Ничего похожего на это. Этого, наверно, больше уже никогда не будет. Он убежал из дому, как миллионы мальчишек до него. И среда наступила. Да, наступила. Он пересек реку Стикс, [1] или как ее там называют, и снова забрезжил день. Что ж, могло бы быть и хуже.
Сегодня он должен сесть на поезд. Сегодня он должен уехать. И мысль об этом уже не была такой страшной.
Уехать? Куда? Да хоть за сотню верст. В этом было даже что-то приятно волнующее.
И не будет сегодня школы — и завтра тоже, — и не будет французского, и занудной тригонометрии, и никаких домашних заданий, и не будет тетечки — слава богу! — и не будет Линча и его мерзких газет. И не будет велосипеда. А как же мама и отец? А как же Пит?
Ну, что ему теперь делать — подсчитывать, что он выиграл и что проиграл, или предаваться панике?
Там, где раньше его согревали кошки, чувствовался холод. Уютно они к нему прижимались. Право же, уютно. И надо же ему было их так распугать. Приятно было чувствовать их рядом. Быть рядом с живым существом. А если это настоящая живая девушка? Вот, наверно, здорово!
— Кис-кис, — позвал Сэм. — Кис-кис, поди сюда. Погрей меня еще немного.

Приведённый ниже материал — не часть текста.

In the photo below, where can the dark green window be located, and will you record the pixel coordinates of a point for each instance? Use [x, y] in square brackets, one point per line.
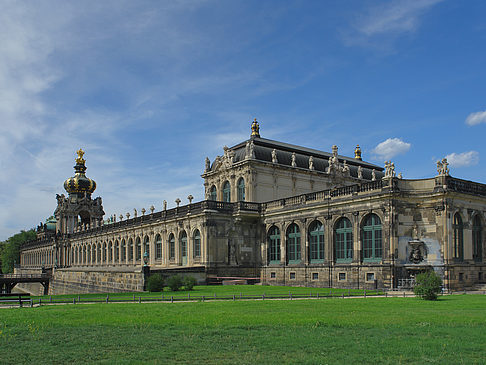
[158, 247]
[124, 251]
[241, 189]
[171, 247]
[274, 245]
[212, 193]
[138, 249]
[184, 244]
[130, 249]
[197, 243]
[146, 246]
[316, 242]
[458, 237]
[372, 242]
[477, 239]
[226, 192]
[293, 244]
[343, 240]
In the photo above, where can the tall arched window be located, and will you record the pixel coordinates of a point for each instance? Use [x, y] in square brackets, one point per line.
[197, 243]
[146, 246]
[138, 249]
[293, 244]
[372, 245]
[477, 239]
[110, 252]
[226, 192]
[124, 251]
[316, 242]
[183, 243]
[130, 250]
[171, 247]
[117, 251]
[458, 244]
[273, 245]
[213, 193]
[343, 240]
[158, 247]
[241, 189]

Удивительно, как ему, в общем, тепло и сухо. Сколько же это он проспал? Наверно, долго, если на нем успела высохнуть вся одежда. Ах, как это полезно для его ревматизма, наверняка сказали бы женщины у него дома. Но у него сейчас ничего не болело, только в желудке была ужасная пустота. Купить бы пирог или еще что. Со вчерашнего завтрака он почти ничего не ел. Правда, правда. Сейчас бы сочный такой пирог с мясом под томатным соусом. Не плохо бы. Интересно, пекут пироги по утрам? Да и какой сегодня день — одежда-то высохла? Может, он целую неделю проспал в обнимку с горячими кошками?
Если кошек разозлить, они ведь и глаза могут выцарапать. Кошки смотрят из темноты. Ну конечно, кошки. Кому же еще тут быть?